The Stoxx Europe 600 Index lost 2.1 percent to 303.99 at the close of trading, as all but 26 of the 600 shares in the gauge fell. The benchmark yesterday climbed to its highest level since June 2008 as Fed Chairman Ben S. Bernanke initially told a Joint Committee of Congress in Washington that reducing stimulus too soon would endanger economic recovery.
U.S. stocks fell for a second day. The Standard & Poor's 500 Index yesterday tumbled 0.8 percent, erasing earlier gains, as Bernanke signaled the central bank will scale back stimulus if economic conditions improve. The flow of purchases could be reduced "in the next few meetings" if the Fed is confident gains in the economy can be sustained, he said in response to a question from Representative Kevin Brady.
A release from China showed manufacturing in the world's second-largest economy is contracting for the first time in seven months. The preliminary reading of a purchasing managers' index declined to 49.6 in May from 50.4 in April, HSBC Holdings Plc and Markit Economics said. That missed the 50.4 median estimate. Fifty is the dividing line between expansion and contraction.
National benchmark indexes declined in all 18 western-European markets.
FTSE 100 6,696.79 -143.48 -2.10% CAC 40 3,967.15 -83.96 -2.07% DAX 8,351.98 -178.91 -2.10%
Peugeot, Europe's second-largest carmaker, tumbled 5.3 percent to 6.99 euros. Renault SA lost 4 percent to 59.66 euros, while Daimler AG slid 3.3 percent to 48.05 euros.
Anglo American, the world's biggest platinum producer, slid 5.1 percent to 1,570 pence. Rio Tinto Group, the world's second-largest mining company, fell 4.3 percent to 2,913 pence.

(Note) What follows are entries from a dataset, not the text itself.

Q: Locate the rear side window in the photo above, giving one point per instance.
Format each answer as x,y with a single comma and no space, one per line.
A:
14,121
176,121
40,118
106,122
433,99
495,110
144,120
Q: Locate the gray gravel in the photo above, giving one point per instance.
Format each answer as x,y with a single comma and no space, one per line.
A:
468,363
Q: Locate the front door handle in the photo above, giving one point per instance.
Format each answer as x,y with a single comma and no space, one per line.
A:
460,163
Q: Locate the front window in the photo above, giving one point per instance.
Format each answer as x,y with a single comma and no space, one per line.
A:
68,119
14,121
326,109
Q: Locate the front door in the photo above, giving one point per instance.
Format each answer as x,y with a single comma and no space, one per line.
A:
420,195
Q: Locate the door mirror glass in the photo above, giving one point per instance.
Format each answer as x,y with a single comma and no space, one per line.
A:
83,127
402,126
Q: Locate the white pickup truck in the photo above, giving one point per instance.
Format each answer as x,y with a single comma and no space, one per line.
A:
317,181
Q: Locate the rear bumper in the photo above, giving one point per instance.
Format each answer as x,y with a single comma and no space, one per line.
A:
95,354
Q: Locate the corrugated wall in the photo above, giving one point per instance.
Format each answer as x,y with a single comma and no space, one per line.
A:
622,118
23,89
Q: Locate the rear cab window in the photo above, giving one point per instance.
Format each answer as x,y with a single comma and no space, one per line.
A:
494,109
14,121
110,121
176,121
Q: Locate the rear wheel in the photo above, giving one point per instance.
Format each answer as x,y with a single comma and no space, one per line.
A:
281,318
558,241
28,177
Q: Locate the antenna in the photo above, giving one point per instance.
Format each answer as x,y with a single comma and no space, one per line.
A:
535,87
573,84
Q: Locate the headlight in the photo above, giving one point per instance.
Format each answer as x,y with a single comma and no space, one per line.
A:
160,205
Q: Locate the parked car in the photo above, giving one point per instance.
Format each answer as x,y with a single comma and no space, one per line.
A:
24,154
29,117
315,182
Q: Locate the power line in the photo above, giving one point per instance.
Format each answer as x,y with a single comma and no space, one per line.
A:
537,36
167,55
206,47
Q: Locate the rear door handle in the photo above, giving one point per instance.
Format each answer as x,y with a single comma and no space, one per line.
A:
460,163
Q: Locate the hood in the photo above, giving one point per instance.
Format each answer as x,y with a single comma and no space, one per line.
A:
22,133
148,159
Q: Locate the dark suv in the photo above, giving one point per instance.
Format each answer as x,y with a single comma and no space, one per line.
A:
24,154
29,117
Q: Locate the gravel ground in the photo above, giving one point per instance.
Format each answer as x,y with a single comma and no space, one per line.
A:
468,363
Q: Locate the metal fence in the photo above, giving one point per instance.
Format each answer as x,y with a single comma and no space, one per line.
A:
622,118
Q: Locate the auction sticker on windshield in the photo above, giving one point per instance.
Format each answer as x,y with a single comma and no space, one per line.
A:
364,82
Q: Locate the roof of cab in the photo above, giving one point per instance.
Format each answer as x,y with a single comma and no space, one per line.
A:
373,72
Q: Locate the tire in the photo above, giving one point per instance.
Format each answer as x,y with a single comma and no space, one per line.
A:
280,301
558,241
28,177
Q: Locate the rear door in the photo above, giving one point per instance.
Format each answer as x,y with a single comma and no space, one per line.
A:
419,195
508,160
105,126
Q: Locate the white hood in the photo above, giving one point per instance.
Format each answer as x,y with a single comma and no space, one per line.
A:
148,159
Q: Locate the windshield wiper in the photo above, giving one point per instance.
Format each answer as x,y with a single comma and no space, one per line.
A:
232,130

HSBC Holdings Plc, Europe's biggest bank, slid 3.4 percent to 741.8 pence, while UBS AG, Switzerland's largest lender, lost 3.8 percent to 17.32 Swiss francs. An index of banking shares slipped 3.2 percent, the most since September.

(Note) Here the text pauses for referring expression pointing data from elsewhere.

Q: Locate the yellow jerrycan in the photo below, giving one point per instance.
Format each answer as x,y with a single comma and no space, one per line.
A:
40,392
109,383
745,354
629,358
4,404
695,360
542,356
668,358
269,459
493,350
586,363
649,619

Man Group Plc, the world's biggest publicly traded hedge fund manager, slumped 6.4 percent to 124.9 pence, its largest drop since October. Berenberg Bank started coverage of the stock with a sell recommendation. The brokerage said that Man's sales will probably remain slow and its margins will come under pressure as its seeks funds from institutional investors.
ARM Holdings Plc (ARM), whose chip designs power Apple Inc.'s iPhone and iPad, plunged 5.2 percent to 995 pence. Exane BNP Paribas downgraded the shares to neutral from outperform, saying that Intel Corp.'s new platform may enable it to outperform ARM's designs.
SABMiller Plc (SAB) lost 2.1 percent to 3,462 pence. The world's second-largest brewer said earnings before interest, taxes and amortization in the year to March 31 rose to $6.42 billion. That missed the median estimate of analysts that called for $6.46 billion.